Although it would be an exaggeration to say that all the content of the unpublished manuscripts is original, preliminary exploration of the Nachlass have indicated that they provide the seeds for a deep and fruitful reassessment of Leibniz’ philosophy. The main aim of the PHILIUMM project is to complete this task. In order to fulfil this aim, we have divided the corpus into five main topics of research: Dyadica (binary arithmetic), Ars combinatoria, Foundations of differential calculus, Leibniz’ doctrine of mathematical abstraction and ‘Machines and thought’.
The project relies on a research group that has developed over the past ten years in France and is now unparalleled worldwide. It also builds on a close partnership with the Leibniz-Archiv in Hanover and benefits from recent advances in the digitization of Leibniz's mathematical manuscripts (available online since 2016). Preliminary results have already been obtained on specific sets of texts. We have formulated original scientific hypotheses to guide the study of nearly 17,000 folios of unpublished material.

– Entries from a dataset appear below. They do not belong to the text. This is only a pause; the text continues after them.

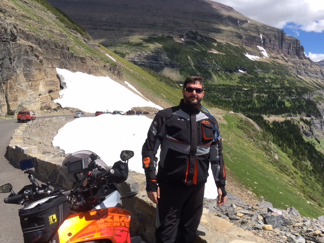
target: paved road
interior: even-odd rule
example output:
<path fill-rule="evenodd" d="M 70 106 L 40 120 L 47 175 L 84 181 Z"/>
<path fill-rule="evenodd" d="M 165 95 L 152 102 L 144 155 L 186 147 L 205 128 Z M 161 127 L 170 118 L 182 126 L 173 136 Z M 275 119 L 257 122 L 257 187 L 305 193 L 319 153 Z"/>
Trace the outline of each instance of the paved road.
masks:
<path fill-rule="evenodd" d="M 39 116 L 36 119 L 56 116 Z M 74 119 L 72 115 L 62 116 L 68 119 Z M 17 122 L 17 119 L 0 120 L 0 185 L 10 183 L 16 193 L 24 186 L 30 183 L 27 175 L 12 166 L 5 158 L 5 155 L 11 136 L 21 125 Z M 8 195 L 8 193 L 0 193 L 0 225 L 2 226 L 0 227 L 0 242 L 23 243 L 24 240 L 18 216 L 18 209 L 22 206 L 5 204 L 4 199 Z"/>

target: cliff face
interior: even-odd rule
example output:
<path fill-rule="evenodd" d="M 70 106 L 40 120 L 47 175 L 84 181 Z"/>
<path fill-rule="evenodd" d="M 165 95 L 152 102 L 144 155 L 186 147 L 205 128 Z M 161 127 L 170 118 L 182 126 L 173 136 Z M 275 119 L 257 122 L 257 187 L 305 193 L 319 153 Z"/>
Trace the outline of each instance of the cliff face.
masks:
<path fill-rule="evenodd" d="M 107 46 L 140 42 L 149 35 L 180 38 L 197 31 L 219 42 L 245 47 L 258 53 L 263 47 L 273 57 L 284 56 L 296 74 L 323 79 L 320 67 L 304 54 L 300 42 L 276 28 L 251 19 L 230 7 L 209 0 L 49 0 L 84 26 L 90 35 Z M 160 71 L 175 67 L 161 49 L 143 52 L 128 50 L 125 58 Z M 143 48 L 141 48 L 143 50 Z M 310 68 L 311 71 L 307 70 Z"/>
<path fill-rule="evenodd" d="M 21 109 L 39 113 L 59 108 L 53 102 L 60 90 L 57 67 L 96 75 L 110 68 L 103 67 L 98 58 L 74 55 L 68 43 L 62 41 L 68 40 L 67 34 L 56 29 L 54 22 L 46 26 L 41 18 L 31 18 L 21 9 L 38 10 L 47 19 L 55 16 L 38 9 L 40 6 L 34 3 L 20 4 L 21 9 L 7 0 L 0 3 L 0 116 Z M 39 34 L 33 33 L 33 28 L 40 28 Z"/>

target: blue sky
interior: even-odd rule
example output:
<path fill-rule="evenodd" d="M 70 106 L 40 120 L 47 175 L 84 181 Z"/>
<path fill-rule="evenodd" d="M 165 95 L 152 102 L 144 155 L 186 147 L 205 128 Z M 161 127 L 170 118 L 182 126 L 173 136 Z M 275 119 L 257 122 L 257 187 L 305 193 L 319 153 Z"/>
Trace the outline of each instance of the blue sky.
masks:
<path fill-rule="evenodd" d="M 280 28 L 299 39 L 314 62 L 324 59 L 322 0 L 217 0 L 254 20 Z"/>

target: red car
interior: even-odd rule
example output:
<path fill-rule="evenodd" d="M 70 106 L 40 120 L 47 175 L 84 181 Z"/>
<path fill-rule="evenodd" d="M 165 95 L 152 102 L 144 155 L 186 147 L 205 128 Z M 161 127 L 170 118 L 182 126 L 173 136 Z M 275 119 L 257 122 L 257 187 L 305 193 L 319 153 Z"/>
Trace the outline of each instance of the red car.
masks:
<path fill-rule="evenodd" d="M 101 115 L 101 114 L 103 114 L 105 112 L 104 112 L 103 111 L 96 111 L 96 113 L 95 113 L 95 116 L 97 116 L 98 115 Z"/>
<path fill-rule="evenodd" d="M 35 114 L 30 110 L 21 110 L 17 115 L 17 121 L 18 123 L 20 122 L 23 123 L 24 122 L 30 122 L 35 119 L 36 119 Z"/>

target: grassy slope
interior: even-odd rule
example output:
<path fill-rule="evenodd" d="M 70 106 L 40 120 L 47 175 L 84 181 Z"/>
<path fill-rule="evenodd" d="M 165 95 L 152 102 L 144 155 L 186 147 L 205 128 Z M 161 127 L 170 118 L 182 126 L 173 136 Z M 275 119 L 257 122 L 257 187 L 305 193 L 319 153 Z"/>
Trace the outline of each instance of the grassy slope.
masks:
<path fill-rule="evenodd" d="M 262 131 L 240 114 L 226 114 L 223 118 L 226 123 L 220 126 L 225 164 L 239 182 L 276 208 L 293 207 L 302 215 L 311 217 L 323 214 L 322 209 L 310 204 L 300 192 L 300 175 L 289 177 L 280 172 L 280 166 L 270 162 L 276 157 L 275 160 L 292 170 L 291 160 L 271 142 L 266 142 Z"/>
<path fill-rule="evenodd" d="M 30 14 L 28 11 L 32 10 L 28 10 L 25 5 L 22 5 L 22 2 L 18 0 L 12 2 L 25 14 Z M 37 15 L 36 11 L 37 10 L 33 9 L 32 14 Z M 57 19 L 49 20 L 47 18 L 48 15 L 44 15 L 44 13 L 38 14 L 43 17 L 36 18 L 46 18 L 46 21 L 55 23 L 55 26 L 59 31 L 67 34 L 67 39 L 70 40 L 68 45 L 71 51 L 76 54 L 100 57 L 103 63 L 114 65 L 114 62 L 104 55 L 104 52 L 107 53 L 123 67 L 125 79 L 149 99 L 164 107 L 178 103 L 181 96 L 180 88 L 171 88 L 160 82 L 141 68 L 103 47 L 101 47 L 103 52 L 100 52 L 86 45 L 63 25 L 56 22 Z M 32 17 L 35 18 L 34 16 Z M 42 19 L 41 22 L 44 23 L 44 21 Z M 32 31 L 35 25 L 29 26 Z M 44 29 L 43 31 L 42 34 L 45 34 Z M 49 34 L 48 36 L 50 36 Z M 223 118 L 220 125 L 224 140 L 225 163 L 228 170 L 230 170 L 238 181 L 250 188 L 260 198 L 272 202 L 275 208 L 294 207 L 303 216 L 312 217 L 324 214 L 322 209 L 309 204 L 309 199 L 299 192 L 302 184 L 298 173 L 289 177 L 280 172 L 278 166 L 274 165 L 276 161 L 279 161 L 286 166 L 292 167 L 292 163 L 285 154 L 270 142 L 267 142 L 269 139 L 262 131 L 258 131 L 252 123 L 240 114 L 225 113 L 217 116 L 220 115 Z M 278 160 L 275 157 L 277 157 Z"/>

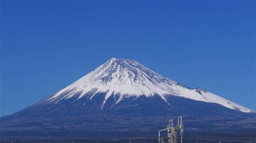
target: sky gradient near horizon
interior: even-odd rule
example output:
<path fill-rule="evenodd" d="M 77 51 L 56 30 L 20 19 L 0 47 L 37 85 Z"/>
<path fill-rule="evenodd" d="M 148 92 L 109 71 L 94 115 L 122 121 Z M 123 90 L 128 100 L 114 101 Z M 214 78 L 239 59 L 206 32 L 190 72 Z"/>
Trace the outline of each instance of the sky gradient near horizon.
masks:
<path fill-rule="evenodd" d="M 256 110 L 254 1 L 1 1 L 0 117 L 111 58 Z"/>

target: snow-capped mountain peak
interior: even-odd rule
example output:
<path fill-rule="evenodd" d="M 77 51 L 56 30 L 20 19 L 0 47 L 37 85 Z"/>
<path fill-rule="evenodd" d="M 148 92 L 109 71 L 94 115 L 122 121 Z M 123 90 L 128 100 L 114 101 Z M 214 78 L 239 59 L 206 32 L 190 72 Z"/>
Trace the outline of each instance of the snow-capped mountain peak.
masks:
<path fill-rule="evenodd" d="M 82 92 L 77 99 L 91 91 L 106 93 L 102 109 L 111 95 L 118 95 L 116 102 L 129 96 L 160 96 L 167 104 L 166 96 L 174 95 L 196 101 L 215 103 L 228 108 L 250 112 L 253 111 L 201 88 L 191 89 L 153 72 L 132 60 L 112 58 L 95 70 L 48 99 L 59 101 Z M 65 94 L 64 93 L 67 93 Z M 93 98 L 93 95 L 90 99 Z"/>

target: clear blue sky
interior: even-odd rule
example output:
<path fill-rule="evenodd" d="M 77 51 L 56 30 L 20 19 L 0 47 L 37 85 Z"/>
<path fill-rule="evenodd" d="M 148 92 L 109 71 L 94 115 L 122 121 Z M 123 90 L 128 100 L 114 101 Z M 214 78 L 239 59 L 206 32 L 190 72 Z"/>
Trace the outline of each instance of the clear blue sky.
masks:
<path fill-rule="evenodd" d="M 2 0 L 0 116 L 56 92 L 112 57 L 135 60 L 256 110 L 255 5 L 250 0 Z"/>

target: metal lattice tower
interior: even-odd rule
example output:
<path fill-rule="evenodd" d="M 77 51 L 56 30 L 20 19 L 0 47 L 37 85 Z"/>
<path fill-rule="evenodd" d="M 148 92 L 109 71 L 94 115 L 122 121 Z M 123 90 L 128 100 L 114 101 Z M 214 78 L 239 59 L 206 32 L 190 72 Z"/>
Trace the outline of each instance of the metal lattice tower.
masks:
<path fill-rule="evenodd" d="M 177 131 L 180 130 L 180 142 L 183 142 L 184 133 L 184 127 L 182 123 L 182 117 L 181 116 L 179 117 L 178 118 L 178 125 L 177 126 L 173 127 L 173 120 L 169 120 L 169 125 L 167 126 L 166 128 L 158 130 L 158 142 L 162 143 L 164 142 L 164 138 L 160 138 L 160 132 L 165 130 L 167 131 L 168 133 L 168 142 L 169 143 L 177 143 Z M 164 141 L 164 142 L 163 142 Z"/>

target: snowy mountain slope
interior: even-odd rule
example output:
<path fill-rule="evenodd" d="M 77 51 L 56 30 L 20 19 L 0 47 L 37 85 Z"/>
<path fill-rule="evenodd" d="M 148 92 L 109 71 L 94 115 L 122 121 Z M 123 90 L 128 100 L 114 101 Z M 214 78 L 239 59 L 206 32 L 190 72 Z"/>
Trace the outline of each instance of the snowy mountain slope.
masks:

One of our leading hypothesis is a radical reinterpretation of what Leibniz meant by reducing mathematical truths to "identities." This hypothesis resonates strongly with current philosophy of logic and mathematics and, we hope to shed new light on contemporary debates in philosophy of mathematics. For that, we study the place Leibniz gave to identifications (not necessarily based on an absolute notion of logical identity) in his mathematical practice. We explore the way in which this approach to mathematics has echoes in foundational issues in contemporary mathematics, based on the relativization of identity (or “internal identity”) in category theory and, more recently, within Homotopy Type Theory.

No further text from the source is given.